Matt Damon, with his thin build and boyish face, is not the usual type tapped for the lead in a studio action film. His physique has been buffed up courtesy of Nautilus but, more importantly, he's a good enough actor to give a convincing portrayal of Bourne's transformations. Most action stars might have done the stunts better, but would have made a hash of the subtle acting required by Liman's vision. He's well matched by Franka Potente as Marie, first an acquaintance, later his friend and ultimately his lover. She finds the delicate balance between anomie and emotion that the character requires and is always interesting to watch when she's on screen. Chris Cooper, together with Brian Cox who plays his superior, gives another stand out supporting performance.

The wintry scenes of European locales, all grays and blues, compliment the tone of the film. The key scene of the film takes place in an isolated French farmhouse where bare woods, snow and dried grasses come together in a Monet landscape from hell, lovingly photographed and a perfect visual juxtaposition for our hero's mindset.

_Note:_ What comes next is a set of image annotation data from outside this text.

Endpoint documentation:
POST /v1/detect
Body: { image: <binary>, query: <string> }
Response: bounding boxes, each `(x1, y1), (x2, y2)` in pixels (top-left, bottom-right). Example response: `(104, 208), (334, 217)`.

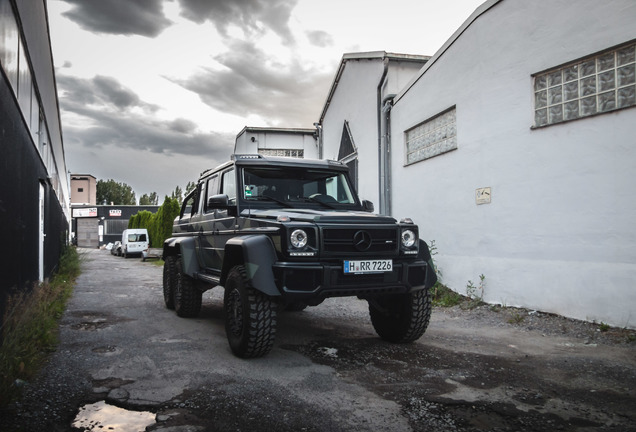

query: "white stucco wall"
(322, 53), (432, 210)
(322, 59), (383, 205)
(391, 0), (636, 328)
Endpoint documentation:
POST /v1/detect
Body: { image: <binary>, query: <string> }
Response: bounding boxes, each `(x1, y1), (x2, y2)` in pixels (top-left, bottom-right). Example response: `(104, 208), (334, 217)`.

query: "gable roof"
(393, 0), (503, 103)
(319, 51), (431, 123)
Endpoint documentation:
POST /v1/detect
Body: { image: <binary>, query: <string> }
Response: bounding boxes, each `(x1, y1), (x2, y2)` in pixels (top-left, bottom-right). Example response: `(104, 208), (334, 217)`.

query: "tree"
(97, 179), (137, 205)
(139, 192), (159, 205)
(128, 196), (181, 248)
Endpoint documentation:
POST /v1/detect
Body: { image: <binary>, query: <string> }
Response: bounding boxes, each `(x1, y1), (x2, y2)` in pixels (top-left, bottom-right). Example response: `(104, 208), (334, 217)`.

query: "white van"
(121, 228), (150, 258)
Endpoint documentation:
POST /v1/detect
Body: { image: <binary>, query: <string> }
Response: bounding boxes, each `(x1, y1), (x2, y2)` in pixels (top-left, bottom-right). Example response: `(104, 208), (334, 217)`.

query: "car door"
(209, 168), (236, 271)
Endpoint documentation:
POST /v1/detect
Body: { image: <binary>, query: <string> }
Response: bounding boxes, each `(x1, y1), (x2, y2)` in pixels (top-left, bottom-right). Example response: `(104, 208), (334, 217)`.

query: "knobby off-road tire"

This is an intelligent, fairly well crafted film with good performances and an emphasis on character over action. Needless to say, it's likely to get steamrollered by Scooby Doo. This one is a better use of your matinee admission dollar.

Red bank bag. Nasty African dictator. Treacherous bank employee. Gratuitous Julia Stiles. Hidden camera photos. Suicidal assassin. Exploding gas tank. Pont Neuf meeting. Gratuitous staircase swan dive.